装束のかたがたが順に席につく。

眼前で、「社頭の儀」が神妙に始まった。

勅使が御祭文を奏上し、御幣物を奉納しているその横で、こんな……こんな……。

頭から湯気が出そう……。


来賓の人々が本殿拝礼を終え、斎王代が退出するようだ。


「立つのも一苦労だな。」

薫の揶揄した通り、着慣れない十二単の所作は大変みたいだ。


「……神職さんや巫女さんは、さすがに着慣れてらっしゃるみたい。」

ぐるりと境内を見渡して、若そうな神職を探した。

どこかに、徳丸部長の彼氏さんがいるはずだ。



「馬!来た!」

薫の声がはずんだ。


見れば、二頭の馬がゆっくりと牽かれて歩いて来た。

「牽馬の儀、ですって。」

式次第を眺めて、あけりが小声で言った。



馬がぐるぐると舞殿の周りを三周する。

気が付いたら、斎王代の姿は消えていた。



舞殿で東游(あずまあそび)の舞が始まった。

これぞ、まさに王朝文化だわ。

あけりは、ゆったりとした雅びな雅楽と舞にうっとりした。



ふと気づいた。

あの源朝長も、かつて、宮中でこんな風な美しい世界の住人だったのだ、と。

それなのに合戦に身を投じ、敗戦して、自害……。

まるで極楽浄土と地獄絵図だわ。


ぶるっと震えが走った。



「大丈夫?寒い?」

薫が心配そうに、あけりの顔を覗き込んだ。

肩を抱く手に、少し力が込められた。


「少しだけ。

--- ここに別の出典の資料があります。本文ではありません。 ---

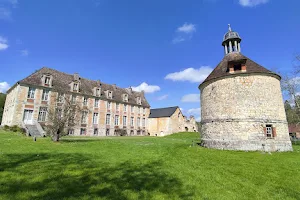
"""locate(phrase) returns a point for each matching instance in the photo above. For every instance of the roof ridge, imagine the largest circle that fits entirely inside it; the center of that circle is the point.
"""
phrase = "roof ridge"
(165, 107)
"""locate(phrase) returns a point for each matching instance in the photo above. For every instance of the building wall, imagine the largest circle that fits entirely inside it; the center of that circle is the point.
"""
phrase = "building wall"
(17, 102)
(235, 111)
(168, 125)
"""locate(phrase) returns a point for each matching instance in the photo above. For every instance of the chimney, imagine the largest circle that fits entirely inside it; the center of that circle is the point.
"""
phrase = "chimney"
(76, 77)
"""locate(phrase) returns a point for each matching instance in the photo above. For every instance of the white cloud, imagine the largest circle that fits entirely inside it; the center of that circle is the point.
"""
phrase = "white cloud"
(4, 86)
(146, 88)
(252, 3)
(5, 13)
(190, 74)
(191, 98)
(163, 97)
(24, 52)
(187, 28)
(184, 32)
(178, 40)
(3, 43)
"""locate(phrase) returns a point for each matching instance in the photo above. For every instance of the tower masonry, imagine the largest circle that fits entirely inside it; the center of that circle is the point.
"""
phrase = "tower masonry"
(241, 104)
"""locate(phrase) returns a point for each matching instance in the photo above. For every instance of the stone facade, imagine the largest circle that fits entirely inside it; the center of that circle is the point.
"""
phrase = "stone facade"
(166, 125)
(137, 109)
(237, 109)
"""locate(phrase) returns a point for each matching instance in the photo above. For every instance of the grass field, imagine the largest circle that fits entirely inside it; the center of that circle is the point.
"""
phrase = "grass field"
(141, 168)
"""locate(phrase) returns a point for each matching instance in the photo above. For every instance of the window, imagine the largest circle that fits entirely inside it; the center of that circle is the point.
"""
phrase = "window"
(125, 97)
(269, 131)
(131, 121)
(138, 122)
(82, 131)
(73, 101)
(96, 103)
(59, 113)
(85, 101)
(31, 92)
(45, 96)
(84, 117)
(42, 114)
(124, 120)
(107, 120)
(95, 118)
(75, 87)
(108, 105)
(60, 98)
(71, 132)
(98, 92)
(95, 131)
(109, 94)
(47, 80)
(116, 120)
(144, 122)
(237, 67)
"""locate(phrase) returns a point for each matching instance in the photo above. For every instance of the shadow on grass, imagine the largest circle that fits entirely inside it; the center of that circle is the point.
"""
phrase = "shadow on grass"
(74, 176)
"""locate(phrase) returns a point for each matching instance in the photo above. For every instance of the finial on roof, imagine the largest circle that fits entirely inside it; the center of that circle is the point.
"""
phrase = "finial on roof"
(229, 27)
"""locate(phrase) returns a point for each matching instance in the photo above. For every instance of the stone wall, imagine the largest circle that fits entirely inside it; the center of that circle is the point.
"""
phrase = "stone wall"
(236, 110)
(168, 125)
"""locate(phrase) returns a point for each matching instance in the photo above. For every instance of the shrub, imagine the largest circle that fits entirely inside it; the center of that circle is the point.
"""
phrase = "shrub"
(6, 127)
(15, 128)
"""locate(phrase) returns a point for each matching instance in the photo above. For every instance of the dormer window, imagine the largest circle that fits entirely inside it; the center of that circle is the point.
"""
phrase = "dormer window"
(47, 80)
(237, 67)
(125, 97)
(85, 99)
(75, 87)
(109, 94)
(139, 100)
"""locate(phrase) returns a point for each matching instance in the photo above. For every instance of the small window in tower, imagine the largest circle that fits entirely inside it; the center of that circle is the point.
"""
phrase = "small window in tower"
(269, 131)
(237, 67)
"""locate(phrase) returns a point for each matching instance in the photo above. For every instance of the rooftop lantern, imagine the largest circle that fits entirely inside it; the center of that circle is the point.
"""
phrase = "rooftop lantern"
(231, 41)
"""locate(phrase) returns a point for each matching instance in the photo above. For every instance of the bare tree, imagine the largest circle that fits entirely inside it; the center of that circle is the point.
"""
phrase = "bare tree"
(64, 116)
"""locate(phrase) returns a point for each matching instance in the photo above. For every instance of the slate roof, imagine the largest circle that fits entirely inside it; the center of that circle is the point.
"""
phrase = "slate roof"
(162, 112)
(221, 69)
(63, 80)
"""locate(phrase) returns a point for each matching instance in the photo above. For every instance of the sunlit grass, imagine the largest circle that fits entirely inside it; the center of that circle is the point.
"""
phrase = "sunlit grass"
(141, 168)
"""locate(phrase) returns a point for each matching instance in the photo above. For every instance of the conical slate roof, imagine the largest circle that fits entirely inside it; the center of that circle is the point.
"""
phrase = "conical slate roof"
(222, 68)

でも、大丈夫……。」


あけりの言葉が終わる前に、薫は着ていたジャケットを脱いだ。

そして、あけりの肩に羽織らせると、横抱きにする勢いで抱き寄せた。


あったかいを通り過ぎて、熱い……。

あけりは、されるがままに、薫の肩に頭を預けた。



優雅な舞のあと、また、馬が走るようだ。



「風邪ひいちゃ大変だから、帰ろうか。」

耳元で囁かれて、あけリはこっくりとうなずいた。


本当に……熱が上がってるのかもしれない……。

足元がおぼつかなくて、よろけてると、薫が支えるように立たせてくれた。

多少気恥ずかしいけれど、支えられて歩くと、足がふわふわして、楽しかった。